Ганс покинул Терезу, когда она заснула в его объятьях. Мягко уложил ее и укрыл одеялом. Денег решил не оставлять, потом подумал, что это может быть истолковано как попытка получить что-то задаром. Положил несколько банкнот на шаткий столик возле кровати и пробормотал две строчки из стихотворения средневекового поэта Альбрехта фон Иогансдорфа, которое выучил наизусть в школе:

Michmacht der Tod ihrer Liebe wohl scheiden… Anders niemand: das habe ich geschworen… [44]

Вышел он бесшумно, щеки его горели от сознания случившегося.

На улице у Ганса возникло желание побродить. В голове у него теснилось множество противоречивых мыслей.

«Какое право я имею влюбляться? Какая есть гарантия того, что я влюбился? Что знаю хоть что-то о любви? Что мое предназначение позволяет мне ослабеть, стать глупо-сентиментальным, женственным?… Нет, если это действительно любовь, она должна быть великой, такой, чтобы за нее стоило сражаться, стоило умереть, и, возможно, мне суждено погибнуть в битве со словами нежности на устах».

На сей раз Ганс остановился перед статуями и стал упиваться их надменным неодобрением. Под клубящимся пологом туч аллегорические фигуры с лицами римских сенаторов, казалось, шевелились в своей вечной спячке.

«Должно быть, они очень древние», — подумал Ганс с каким-то смутным чувством, ошеломляющей смесью ликования и печали. Он чувствовал себя одновременно и частью мироздания, частью тайны, начало и конец которой сокрыты от него, и вне мироздания, выше его и ниже, всемогущим его повелителем и ничтожным рабом. Казалось, в его жизни появилось новое измерение и он стал жертвой чувств, против которых его инстинкты не могли немедленно восстать. Уверен Ганс был только в том, что ему не хочется тут же возвращаться в свою штаб-квартиру.

Прижимаясь к стене, прошел какой-то расхлябанный солдат, и Ганс раскрыл рот, чтобы призвать шаркающего нарушителя к порядку, но промолчал. С мыслью: «Образчик того, до чего докатилась наша армия», пошел дальше. Он заранее знал, что вид кривой улыбки Бремига на невзрачном лице окажется еще более раздражающим, чем когда бы то ни было.

В своей попытке совладать с насущными сердечными проблемами Ганс попал в типичную для немецкого духа западню — стремился испытывать все чувства сразу. Ему хотелось быть жестоким и нежным, победившим и покорным, правым и непредубежденным. Человеческий мозг не способен логически реагировать на столь сокрушительную эмоциональную нагрузку и поэтому впадает в бессмысленную грандиозную мистику, которая, будучи всеобъемлющей, является своего рода безумием.
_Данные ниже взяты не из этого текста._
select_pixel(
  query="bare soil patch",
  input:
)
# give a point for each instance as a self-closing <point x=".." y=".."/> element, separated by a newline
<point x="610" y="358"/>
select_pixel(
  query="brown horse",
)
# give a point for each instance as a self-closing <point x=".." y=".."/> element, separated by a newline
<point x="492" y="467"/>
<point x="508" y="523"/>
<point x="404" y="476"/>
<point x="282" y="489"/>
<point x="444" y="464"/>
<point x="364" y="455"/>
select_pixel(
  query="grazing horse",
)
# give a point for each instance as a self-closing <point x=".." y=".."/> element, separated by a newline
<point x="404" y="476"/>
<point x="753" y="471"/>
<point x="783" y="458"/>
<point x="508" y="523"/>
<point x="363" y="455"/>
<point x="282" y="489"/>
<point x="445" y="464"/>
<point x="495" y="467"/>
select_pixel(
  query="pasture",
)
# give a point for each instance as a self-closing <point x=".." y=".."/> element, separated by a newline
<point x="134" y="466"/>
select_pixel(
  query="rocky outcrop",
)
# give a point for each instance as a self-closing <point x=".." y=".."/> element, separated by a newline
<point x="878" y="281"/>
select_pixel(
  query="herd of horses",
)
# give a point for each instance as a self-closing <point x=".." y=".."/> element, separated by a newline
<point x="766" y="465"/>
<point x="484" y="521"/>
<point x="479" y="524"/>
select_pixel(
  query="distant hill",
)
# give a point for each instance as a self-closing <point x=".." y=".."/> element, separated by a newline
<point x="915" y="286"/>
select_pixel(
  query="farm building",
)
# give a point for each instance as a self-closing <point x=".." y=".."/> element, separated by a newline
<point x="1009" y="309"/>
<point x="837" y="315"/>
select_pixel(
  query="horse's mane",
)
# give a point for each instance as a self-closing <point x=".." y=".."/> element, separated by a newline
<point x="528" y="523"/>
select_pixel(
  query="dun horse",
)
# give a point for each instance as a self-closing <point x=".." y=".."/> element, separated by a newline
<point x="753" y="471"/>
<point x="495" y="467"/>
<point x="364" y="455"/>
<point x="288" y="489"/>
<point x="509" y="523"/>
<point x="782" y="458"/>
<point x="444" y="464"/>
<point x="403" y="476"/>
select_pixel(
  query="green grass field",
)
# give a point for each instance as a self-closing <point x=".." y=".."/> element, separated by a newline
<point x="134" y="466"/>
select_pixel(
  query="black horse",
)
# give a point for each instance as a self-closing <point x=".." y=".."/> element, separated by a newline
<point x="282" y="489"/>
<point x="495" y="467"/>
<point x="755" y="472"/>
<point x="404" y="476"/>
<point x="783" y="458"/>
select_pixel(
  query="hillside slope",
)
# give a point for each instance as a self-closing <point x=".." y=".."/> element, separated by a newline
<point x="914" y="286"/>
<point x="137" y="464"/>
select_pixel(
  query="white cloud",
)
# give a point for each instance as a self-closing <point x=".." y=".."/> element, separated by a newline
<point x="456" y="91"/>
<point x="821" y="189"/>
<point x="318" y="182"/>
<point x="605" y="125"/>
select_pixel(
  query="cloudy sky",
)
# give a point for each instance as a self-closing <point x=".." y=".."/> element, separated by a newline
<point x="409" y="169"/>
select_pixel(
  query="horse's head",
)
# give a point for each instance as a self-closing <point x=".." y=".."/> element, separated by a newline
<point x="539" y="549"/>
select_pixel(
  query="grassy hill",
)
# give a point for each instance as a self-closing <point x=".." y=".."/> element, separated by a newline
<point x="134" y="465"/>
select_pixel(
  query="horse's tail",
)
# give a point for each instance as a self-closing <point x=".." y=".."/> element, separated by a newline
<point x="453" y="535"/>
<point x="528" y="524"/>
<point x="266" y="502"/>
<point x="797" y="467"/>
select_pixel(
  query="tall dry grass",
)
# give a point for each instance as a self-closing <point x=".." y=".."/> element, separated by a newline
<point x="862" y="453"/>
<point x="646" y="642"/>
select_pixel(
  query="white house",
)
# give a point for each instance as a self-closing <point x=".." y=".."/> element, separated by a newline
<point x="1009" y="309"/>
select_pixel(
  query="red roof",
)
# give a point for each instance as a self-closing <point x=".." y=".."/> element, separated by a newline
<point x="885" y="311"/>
В штаб-квартиру Ганс явился с решением скрыть свои проблемы за повышенной преданностью служебным обязанностям. Никто не должен был узнать, что, столкнувшись с древними статуями, ландшафтом, едва оглашавшимся звуками войны, и спящей девушкой, он прошел через легкий духовный кризис. Виной ему было подавление общего частным. Возможно, он не обратил бы никакого внимания на эту девушку в большой толпе, и если б ему приказали расстрелять эту толпу, выполнил бы приказ без сожаления, равнодушно. Но эта проклятая Тереза, милая Тереза была в ту минуту одна; она плакала из-за какого-то своего горя, которое его не касалось, и он так сочувствовал ей, что готов был отдать последний грош, последнюю корку хлеба.

Утром Ганс исполнял свои повседневные обязанности, осматривал оборонительные сооружения, давал указания и так далее. С Бремигом он встретился за обедом и холодно реагировал на стремление выглядеть донельзя довольным прошедшей ночью, которое окрашивало все речи его заместителя.

— А теперь расскажи о себе, — сказал Бремиг, — ты выбрал какую-то странную.

— Выглядит она не особенно, но оказалась великолепной, — солгал Ганс.

Вечером никаких признаков близкого сражения не наблюдалось, поэтому Ганс вышел на улицу.

— Куда ты? — окликнул его Бремиг.

— Решил заглянуть в «Красную птицу».

— Как, опять? Два вечера подряд? Черт возьми, как ты изменился — ведь вчера мне пришлось тащить тебя туда! Хочешь, пойдем вместе?

— Не особенно.

— Ответ не очень дружеский. — Бремиг присоединился к нему. — Знаешь что, давай сегодня обменяемся. Ты возьмешь венецианку, а я твою…

— Нет! — категорически отрезал Ганс.

Бремиг с насмешливым удивлением взглянул на него, и дальше они шли молча.

Когда они вошли в клуб, венецианка поигрывала с усиками какого-то лейтенанта. Лейтенант, несмотря на все удовольствие, покорно поднялся при виде Бремига и стал искать другую партнершу. Ганс подсел к Терезе, казавшейся почему-то раздраженной его появлением.

— Не скажешь мне «добрый вечер»? — спросил Ганс.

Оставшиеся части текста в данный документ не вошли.